With over forty years of painting experience within his repertoire, Ken Grimes has cultivated a style so distinct it has garnered attention and celebration alike throughout the Outsider Art and Contemporary Art worlds. Dealing predominantly with themes of extraterrestrial contact and cosmic coincidence, Grimes’ work is known for its stark black and white depictions of the paranormal. Grimes uses this style to illuminate the dichotomies he believes to exist between deception and truth. These works often manifest themselves in either simple black and white text or in the depiction of familiar alien subjects like UFOs, “Greys,” and abduction--more frequently, a combination of the two.

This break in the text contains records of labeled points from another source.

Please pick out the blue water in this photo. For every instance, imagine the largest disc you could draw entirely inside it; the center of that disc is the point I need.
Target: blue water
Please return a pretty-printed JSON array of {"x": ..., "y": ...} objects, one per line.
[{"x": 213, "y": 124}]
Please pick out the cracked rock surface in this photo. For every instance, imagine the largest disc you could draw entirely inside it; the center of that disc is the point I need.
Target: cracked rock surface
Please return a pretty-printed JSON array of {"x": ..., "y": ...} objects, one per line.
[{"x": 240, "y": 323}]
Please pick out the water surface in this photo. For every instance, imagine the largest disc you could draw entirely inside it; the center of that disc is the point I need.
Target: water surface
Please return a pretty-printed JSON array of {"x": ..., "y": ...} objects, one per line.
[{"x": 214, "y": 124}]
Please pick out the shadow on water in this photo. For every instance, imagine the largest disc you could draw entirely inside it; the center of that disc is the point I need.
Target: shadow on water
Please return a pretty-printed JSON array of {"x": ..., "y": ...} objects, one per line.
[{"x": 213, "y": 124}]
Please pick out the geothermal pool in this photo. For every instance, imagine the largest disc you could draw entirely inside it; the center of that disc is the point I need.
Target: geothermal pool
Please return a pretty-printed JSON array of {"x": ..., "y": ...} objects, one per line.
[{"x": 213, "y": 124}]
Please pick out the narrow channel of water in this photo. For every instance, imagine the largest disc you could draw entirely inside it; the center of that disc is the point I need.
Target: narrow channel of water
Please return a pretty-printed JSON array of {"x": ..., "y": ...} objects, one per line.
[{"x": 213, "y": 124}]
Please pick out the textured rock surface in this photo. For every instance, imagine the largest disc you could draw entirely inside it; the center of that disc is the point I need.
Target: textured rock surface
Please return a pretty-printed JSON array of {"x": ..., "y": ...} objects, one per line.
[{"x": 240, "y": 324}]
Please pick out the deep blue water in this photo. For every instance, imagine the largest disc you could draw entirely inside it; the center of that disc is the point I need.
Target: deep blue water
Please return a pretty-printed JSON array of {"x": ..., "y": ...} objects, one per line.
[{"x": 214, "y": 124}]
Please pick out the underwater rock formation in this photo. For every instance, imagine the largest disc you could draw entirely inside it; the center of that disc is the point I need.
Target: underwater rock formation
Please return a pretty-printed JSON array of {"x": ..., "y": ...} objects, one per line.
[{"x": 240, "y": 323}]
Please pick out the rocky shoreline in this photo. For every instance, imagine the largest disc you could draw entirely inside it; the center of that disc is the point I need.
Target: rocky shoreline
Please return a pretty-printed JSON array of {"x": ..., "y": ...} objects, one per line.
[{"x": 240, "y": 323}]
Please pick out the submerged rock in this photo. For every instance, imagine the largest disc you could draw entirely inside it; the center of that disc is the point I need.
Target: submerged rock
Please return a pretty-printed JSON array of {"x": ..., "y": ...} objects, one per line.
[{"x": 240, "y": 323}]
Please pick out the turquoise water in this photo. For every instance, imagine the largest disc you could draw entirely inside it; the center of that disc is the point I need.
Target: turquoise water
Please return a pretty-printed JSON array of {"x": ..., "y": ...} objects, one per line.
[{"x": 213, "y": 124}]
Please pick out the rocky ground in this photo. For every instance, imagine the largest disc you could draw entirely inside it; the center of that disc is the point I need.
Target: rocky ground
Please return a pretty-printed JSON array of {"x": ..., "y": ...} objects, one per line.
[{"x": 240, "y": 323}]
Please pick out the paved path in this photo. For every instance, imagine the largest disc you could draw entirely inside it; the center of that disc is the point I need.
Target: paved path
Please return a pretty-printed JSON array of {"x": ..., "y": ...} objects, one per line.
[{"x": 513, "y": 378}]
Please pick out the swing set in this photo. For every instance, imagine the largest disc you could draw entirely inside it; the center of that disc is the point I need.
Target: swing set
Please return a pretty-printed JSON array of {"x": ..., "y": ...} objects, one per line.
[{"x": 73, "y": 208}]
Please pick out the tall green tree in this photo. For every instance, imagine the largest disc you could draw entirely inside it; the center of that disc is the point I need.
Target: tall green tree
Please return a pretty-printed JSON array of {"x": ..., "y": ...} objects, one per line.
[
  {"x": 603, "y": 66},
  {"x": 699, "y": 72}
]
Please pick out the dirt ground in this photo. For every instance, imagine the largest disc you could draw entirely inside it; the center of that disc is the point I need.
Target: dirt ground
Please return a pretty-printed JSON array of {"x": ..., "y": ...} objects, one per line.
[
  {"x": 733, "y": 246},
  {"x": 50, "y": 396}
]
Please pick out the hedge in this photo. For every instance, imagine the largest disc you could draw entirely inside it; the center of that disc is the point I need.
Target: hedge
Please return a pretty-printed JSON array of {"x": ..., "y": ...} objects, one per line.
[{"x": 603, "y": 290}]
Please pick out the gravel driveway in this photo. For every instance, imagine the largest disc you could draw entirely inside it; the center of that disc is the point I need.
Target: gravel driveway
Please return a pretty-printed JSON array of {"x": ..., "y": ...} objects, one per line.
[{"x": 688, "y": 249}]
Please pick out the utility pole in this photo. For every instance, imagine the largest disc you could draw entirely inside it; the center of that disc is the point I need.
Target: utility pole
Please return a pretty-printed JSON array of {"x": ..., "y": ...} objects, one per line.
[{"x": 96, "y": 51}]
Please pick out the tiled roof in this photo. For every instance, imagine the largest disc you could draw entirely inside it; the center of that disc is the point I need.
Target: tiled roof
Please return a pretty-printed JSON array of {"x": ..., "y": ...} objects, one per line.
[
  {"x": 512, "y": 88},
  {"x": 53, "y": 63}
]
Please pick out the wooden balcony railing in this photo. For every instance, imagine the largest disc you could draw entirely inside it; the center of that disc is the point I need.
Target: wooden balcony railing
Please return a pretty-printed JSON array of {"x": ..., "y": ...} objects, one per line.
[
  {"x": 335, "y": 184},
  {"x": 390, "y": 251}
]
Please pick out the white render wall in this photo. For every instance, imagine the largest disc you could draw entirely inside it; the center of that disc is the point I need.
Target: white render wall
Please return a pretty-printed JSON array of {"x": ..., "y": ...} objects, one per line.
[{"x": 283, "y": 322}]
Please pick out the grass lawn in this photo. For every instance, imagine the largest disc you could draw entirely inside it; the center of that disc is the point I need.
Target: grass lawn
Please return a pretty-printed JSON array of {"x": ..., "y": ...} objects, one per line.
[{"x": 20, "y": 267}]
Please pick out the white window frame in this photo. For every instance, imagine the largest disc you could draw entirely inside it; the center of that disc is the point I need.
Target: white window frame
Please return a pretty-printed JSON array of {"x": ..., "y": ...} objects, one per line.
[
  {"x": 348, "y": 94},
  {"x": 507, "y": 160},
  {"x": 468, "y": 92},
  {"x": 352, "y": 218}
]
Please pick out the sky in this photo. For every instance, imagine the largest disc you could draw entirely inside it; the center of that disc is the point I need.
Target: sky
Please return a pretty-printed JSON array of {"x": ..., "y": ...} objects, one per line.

While Grimes has primarily worked in acrylic on Masonite board, Text Messages brings to light a different side of the artist. These works, originally conceived as preliminary works for his larger Masonite compositions, have since been refined to complete pieces.
Equipped with a long-standing fascination with extraterrestrial concepts, Grimes meticulously copies excerpts from his favorite paranormal theories from the likes of Carl Sagan and Frank Drake, all the while adding his own opinions. Never passing the rigid borders which he applies to a composition, Grimes wraps words around the parameters he sets, creating a greater sense of the continual thought process that inspired the unique process of the artist.
Presented alongside Grimes’ works on paper, six large canvases and multiple smaller canvases accentuate the themes prevalent in the ink compositions. These large black and white compositions are generally divided into two sections: one, a wall of text reminiscent of paper preliminaries, and one pictorial, depicting eye-opening extraterrestrial concepts.